C’est une institution plus que jamais divisée. Face au refus du commandement de l’institution de reconnaître le syndicat, des policiers de l’institution réunis sous le label « 509 fantom » décident de renverser la situation. Ces agents ne veulent plus négocier. Ils ne jurent que par la reconnaissance du syndicat et l’amélioration des conditions de travail des policiers. C’est tout ou rien pour ces policiers qui ne dépassent pas le grade d’agent 3, selon un inspecteur faisant partie du comité de gestion du Syndicat de la police nationale d’Haïti (SPNH).

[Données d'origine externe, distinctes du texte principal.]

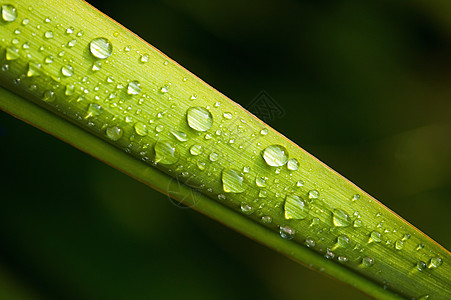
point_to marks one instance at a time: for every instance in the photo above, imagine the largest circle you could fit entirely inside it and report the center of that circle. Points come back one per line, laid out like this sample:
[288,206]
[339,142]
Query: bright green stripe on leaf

Le SPNH avait lancé un appel au calme et priorisé un dialogue avec les hauts gradés. Méfiants par rapport aux membres du comité de gestion du SPNH, ces agents ont décidé de réanimer le mouvement des policiers. Avec cette fois plus de fermeté. Le mouvement a changé de phase. Ce groupe n’entend pas négocier. De par les réactions de ces agents, c’est comme s’ils veulent implanter le syndicat envers et contre tout. Ils agissent de façon à ne laisser qu’une option aux autorités : l’acceptation pure et simple du SPNH, et l’amélioration des conditions de travail. Le comité directeur du SPNH ne se désolidarise pas du mouvement, mais veut toutefois être prudent en condamnant les agissements de ces policiers du groupe.

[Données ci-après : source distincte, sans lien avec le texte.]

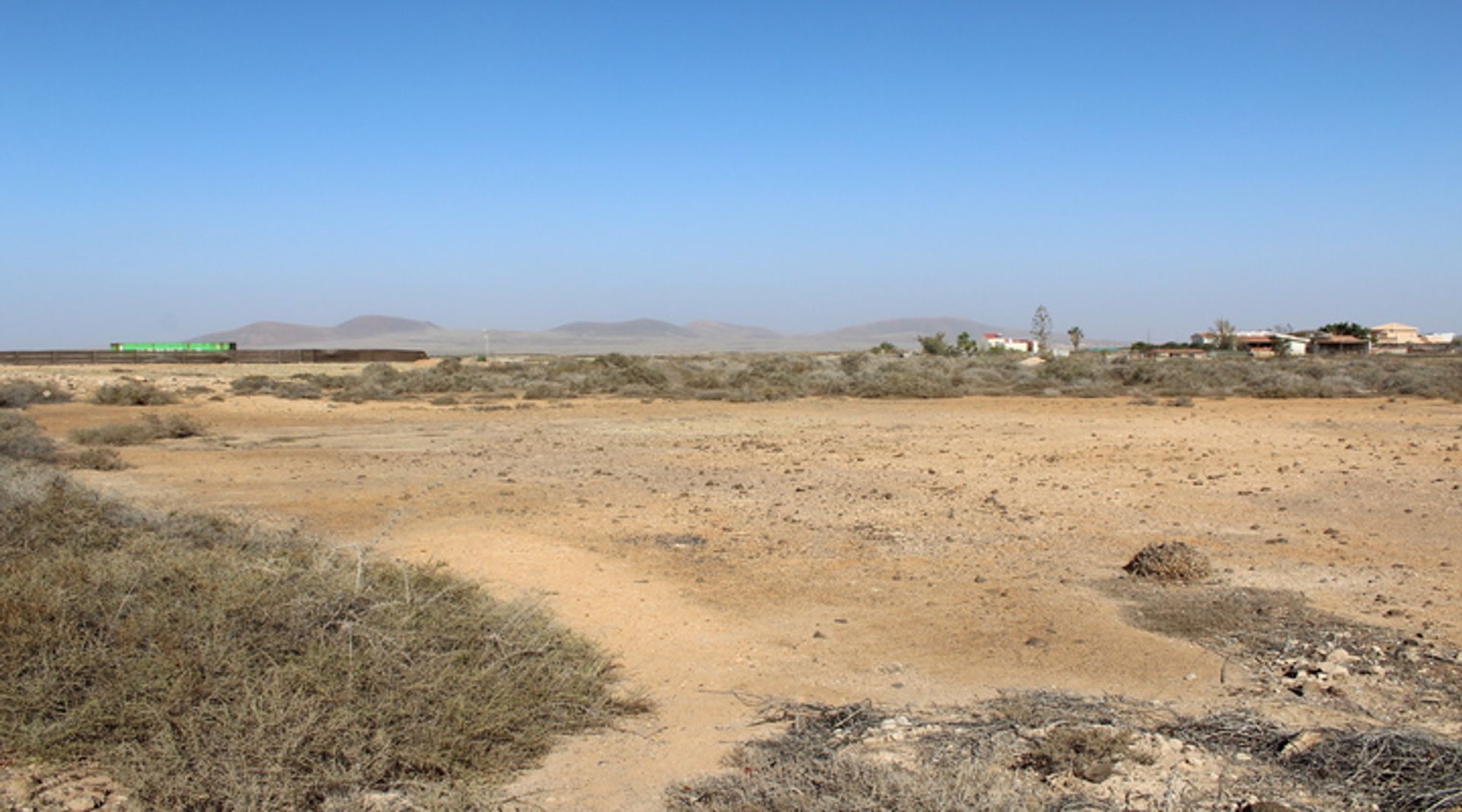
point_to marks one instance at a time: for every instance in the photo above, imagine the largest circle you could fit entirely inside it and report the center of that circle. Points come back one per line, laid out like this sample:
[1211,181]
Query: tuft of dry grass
[1401,770]
[214,665]
[1021,751]
[149,428]
[1170,561]
[22,440]
[130,392]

Personne ne sait qui dirige ce groupe qui transforme le mouvement des policiers en une vague d’intimidation. Aucun des policiers membres n’a pas encore revendiqué la paternité de ce groupe. Pas de moyens de les identifier non plus. Ils sont toujours encagoulés, mais vêtus de l’uniforme de la police nationale. Ils agissent comme bon leur semble en créant la panique à travers toutes les rues de Port-au-Prince. Après celle du lundi, une nouvelle manifestation violente des policiers syndiqués a été enregistrée ce mardi. Ces policiers ont, durant ces deux journées, érigé des barricades de pneus enflammés sur presque toutes les artères stratégiques de la capitale.

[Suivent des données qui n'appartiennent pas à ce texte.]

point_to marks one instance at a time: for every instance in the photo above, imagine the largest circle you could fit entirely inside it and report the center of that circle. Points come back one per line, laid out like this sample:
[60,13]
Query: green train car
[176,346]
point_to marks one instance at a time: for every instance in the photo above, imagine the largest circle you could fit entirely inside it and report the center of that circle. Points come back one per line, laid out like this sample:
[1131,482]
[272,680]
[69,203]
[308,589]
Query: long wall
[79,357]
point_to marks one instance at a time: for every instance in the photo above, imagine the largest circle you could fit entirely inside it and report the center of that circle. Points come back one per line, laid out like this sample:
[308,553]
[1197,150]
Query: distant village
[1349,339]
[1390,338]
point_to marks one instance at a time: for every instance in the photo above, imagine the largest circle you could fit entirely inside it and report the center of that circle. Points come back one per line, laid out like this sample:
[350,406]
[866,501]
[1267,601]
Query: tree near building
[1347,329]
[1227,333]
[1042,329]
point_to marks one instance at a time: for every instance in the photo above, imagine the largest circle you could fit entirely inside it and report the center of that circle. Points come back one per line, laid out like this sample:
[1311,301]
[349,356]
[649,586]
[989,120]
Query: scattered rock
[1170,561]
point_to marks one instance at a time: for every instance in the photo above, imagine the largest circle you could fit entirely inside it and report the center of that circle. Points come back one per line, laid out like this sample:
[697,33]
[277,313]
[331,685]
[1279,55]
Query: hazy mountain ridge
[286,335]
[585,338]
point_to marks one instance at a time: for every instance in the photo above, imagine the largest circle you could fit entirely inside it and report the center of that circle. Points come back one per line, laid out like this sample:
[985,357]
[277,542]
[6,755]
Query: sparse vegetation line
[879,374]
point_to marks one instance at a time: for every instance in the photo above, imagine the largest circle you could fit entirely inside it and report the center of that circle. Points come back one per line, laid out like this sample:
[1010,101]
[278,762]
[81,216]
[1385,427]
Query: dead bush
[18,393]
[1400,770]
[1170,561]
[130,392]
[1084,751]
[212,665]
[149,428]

Par ailleurs, ils ont fermé les portes de plusieurs bureaux publics, dont le Fonds d’assistance économique et sociale (FAES), l’Office d’assurance-vieillesse (ONA) et les Archives nationales. Les policiers manifestants ont même fait usage de gaz lacrymogène dans les locaux des archives nationales pour forcer les fonctionnaires à vider les lieux. Lors de son l’installation en qualité de Premier ministre, Joseph Jouthe qui, de fait, est le chef du Conseil national de la police nationale (CSPN) avait dénoncé le caractère illégal d’un syndicat au sein de la PNH. Ces policiers disent qu’ils sont en train de donner une leçon à Joseph Jouthe pour ses remarques jugées inadmissibles.

Pendant ces deux journées, des patrouilles de police suivaient la manifestation, mais sans intervenir, en dépit du fait que c’était des individus encagoulés, munis d’armes automatiques. À travers les rues, des citoyens qui appuient la cause des policiers syndiqués lancent des slogans de toutes sortes contre les autorités étatiques, notamment le chef de l’État et le Premier ministre Joseph Jouthe. Avec des uniformes de la BOID, de l'Udmo, du CIMO, etc. Ces policiers ont saisi les clés de plusieurs véhicules afin de bloquer la circulation. Cette situation s’est répétée durant les deux premières journées d’activités de la semaine. Les autorités n’ont pas encore réagi, alors que tout le monde se plaint de la situation. Toutefois, une rencontre, en urgence, du Conseil supérieur de Police national, devra être tenu incessamment.